Linear regression is the foundational model of supervised learning: given input features and continuous output labels, find the linear combination of features that best predicts the output. Despite its simplicity, understanding it deeply — why it works, how it's solved, and when it fails — provides the conceptual scaffolding for nearly every more advanced method.
The model is ŷ = Xβ, where X is the feature matrix (n examples × p features, with a column of ones for the intercept), β is the parameter vector to learn, and ŷ is the prediction vector. The goal is to choose β minimizing the sum of squared residuals. This objective has a unique minimum (assuming XᵀX is invertible) given by the normal equations: β = (XᵀX)⁻¹Xᵀy. This is an exact, closed-form solution — no iteration required. The matrix XᵀX captures the covariance structure of the features, and its inverse "un-rotates" and "un-stretches" the feature space to align predictions with targets.

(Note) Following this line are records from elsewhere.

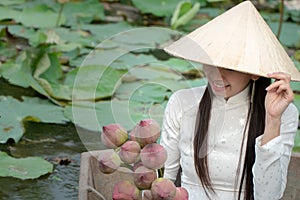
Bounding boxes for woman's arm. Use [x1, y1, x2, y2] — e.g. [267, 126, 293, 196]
[253, 73, 299, 200]
[261, 72, 294, 145]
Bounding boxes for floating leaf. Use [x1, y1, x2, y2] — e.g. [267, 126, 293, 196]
[171, 1, 200, 29]
[268, 22, 300, 47]
[110, 53, 161, 69]
[0, 0, 25, 6]
[65, 65, 122, 100]
[13, 5, 65, 28]
[293, 129, 300, 152]
[65, 100, 163, 133]
[132, 0, 180, 17]
[0, 96, 68, 143]
[129, 63, 183, 80]
[62, 0, 105, 26]
[0, 152, 53, 180]
[294, 93, 300, 113]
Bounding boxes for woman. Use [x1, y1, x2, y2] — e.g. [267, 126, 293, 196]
[161, 1, 300, 200]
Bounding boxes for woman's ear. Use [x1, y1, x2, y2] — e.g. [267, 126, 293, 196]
[251, 75, 259, 81]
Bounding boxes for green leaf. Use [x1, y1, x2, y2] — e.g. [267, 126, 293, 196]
[0, 0, 25, 6]
[110, 53, 161, 69]
[293, 129, 300, 152]
[294, 93, 300, 110]
[65, 65, 122, 100]
[65, 100, 163, 133]
[171, 2, 200, 29]
[0, 96, 68, 143]
[51, 27, 97, 47]
[62, 0, 105, 26]
[268, 22, 300, 48]
[8, 25, 47, 47]
[171, 1, 192, 25]
[0, 152, 53, 180]
[13, 5, 65, 28]
[132, 0, 180, 17]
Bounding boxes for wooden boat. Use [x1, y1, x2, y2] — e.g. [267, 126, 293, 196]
[78, 151, 300, 200]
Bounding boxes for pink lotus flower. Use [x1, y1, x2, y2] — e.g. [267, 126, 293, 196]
[132, 161, 144, 171]
[101, 124, 128, 149]
[173, 187, 189, 200]
[133, 166, 157, 190]
[112, 180, 141, 200]
[151, 178, 176, 200]
[98, 149, 121, 174]
[130, 119, 160, 147]
[143, 190, 153, 200]
[119, 140, 141, 164]
[140, 143, 167, 169]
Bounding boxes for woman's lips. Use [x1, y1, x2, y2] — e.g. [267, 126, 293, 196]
[212, 80, 230, 92]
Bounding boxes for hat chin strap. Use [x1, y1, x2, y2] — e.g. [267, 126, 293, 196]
[250, 79, 257, 110]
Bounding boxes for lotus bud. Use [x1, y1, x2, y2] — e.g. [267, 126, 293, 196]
[119, 140, 141, 164]
[98, 149, 121, 174]
[140, 143, 167, 169]
[112, 180, 140, 200]
[132, 161, 144, 171]
[151, 178, 176, 200]
[101, 124, 128, 149]
[143, 190, 153, 200]
[133, 166, 157, 190]
[130, 119, 160, 147]
[173, 187, 189, 200]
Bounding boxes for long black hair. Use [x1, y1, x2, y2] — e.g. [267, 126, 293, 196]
[194, 77, 271, 200]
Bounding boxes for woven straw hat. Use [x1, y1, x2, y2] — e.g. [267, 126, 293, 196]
[165, 1, 300, 81]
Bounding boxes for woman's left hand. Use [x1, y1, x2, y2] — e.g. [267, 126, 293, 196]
[265, 72, 294, 119]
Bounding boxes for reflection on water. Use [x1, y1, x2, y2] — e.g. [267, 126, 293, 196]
[0, 123, 101, 200]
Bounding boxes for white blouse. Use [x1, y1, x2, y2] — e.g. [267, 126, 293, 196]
[161, 87, 299, 200]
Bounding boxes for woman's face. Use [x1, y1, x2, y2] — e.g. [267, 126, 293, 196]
[203, 65, 253, 98]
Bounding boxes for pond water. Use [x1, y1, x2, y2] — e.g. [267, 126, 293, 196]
[0, 123, 91, 200]
[0, 78, 103, 200]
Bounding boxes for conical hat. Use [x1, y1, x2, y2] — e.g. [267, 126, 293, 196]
[165, 1, 300, 81]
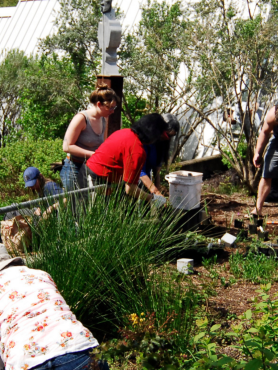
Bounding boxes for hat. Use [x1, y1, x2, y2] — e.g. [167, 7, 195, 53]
[0, 244, 24, 271]
[23, 167, 40, 188]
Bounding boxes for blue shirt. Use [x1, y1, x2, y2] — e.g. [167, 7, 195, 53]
[43, 181, 64, 197]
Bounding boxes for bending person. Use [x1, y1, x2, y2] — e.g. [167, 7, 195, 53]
[78, 113, 167, 205]
[23, 167, 64, 198]
[251, 105, 278, 217]
[0, 244, 108, 370]
[60, 84, 119, 191]
[139, 113, 180, 195]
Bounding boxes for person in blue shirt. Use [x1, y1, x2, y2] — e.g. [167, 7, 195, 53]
[23, 167, 64, 198]
[139, 113, 180, 196]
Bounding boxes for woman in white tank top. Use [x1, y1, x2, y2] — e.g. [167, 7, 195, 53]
[60, 84, 119, 191]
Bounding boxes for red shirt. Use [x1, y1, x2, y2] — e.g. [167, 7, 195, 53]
[87, 128, 146, 184]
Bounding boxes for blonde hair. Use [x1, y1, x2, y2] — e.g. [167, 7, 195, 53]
[90, 83, 119, 107]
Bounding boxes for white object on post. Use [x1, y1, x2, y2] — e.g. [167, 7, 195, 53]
[165, 171, 203, 210]
[221, 233, 236, 247]
[177, 258, 194, 274]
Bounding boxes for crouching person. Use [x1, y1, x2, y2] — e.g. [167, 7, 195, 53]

For large feature sets, computing (XᵀX)⁻¹ becomes too expensive — inverting a p×p matrix scales as O(p³). Gradient descent is the practical alternative: start with arbitrary β, compute the gradient of the loss with respect to β, and take a small step in the direction that reduces the loss. Repeat until convergence. Each step costs O(n·p), scaling gracefully to millions of features. This is the same mechanism used to train neural networks, which is why understanding gradient descent in the linear regression setting is non-negotiable before moving to deeper models.
A common misconception is that "linear regression can only model straight-line relationships." The linearity refers to the parameters, not the features. Adding x², log(x), or interaction terms to the feature matrix allows linear regression to fit curves and interactions. The model is still "linear" because ŷ = β₀ + β₁x + β₂x² is linear in the parameters (β₀, β₁, β₂), and all OLS theory still applies. This is the basis of polynomial regression and illustrates why feature engineering matters as much as model selection.
Regularization addresses a practical limitation of OLS: when features are highly correlated (multicollinearity) or when p is close to n, (XᵀX)⁻¹ becomes numerically unstable and the model overfits. Ridge regression adds a penalty λ‖β‖² to the objective, shrinking coefficients toward zero and stabilizing the solution. Lasso adds λ‖β‖₁, which drives some coefficients exactly to zero, performing automatic feature selection. Both are still "linear regression" in the same model class — same structure, different objective function — and both are solved efficiently with gradient descent.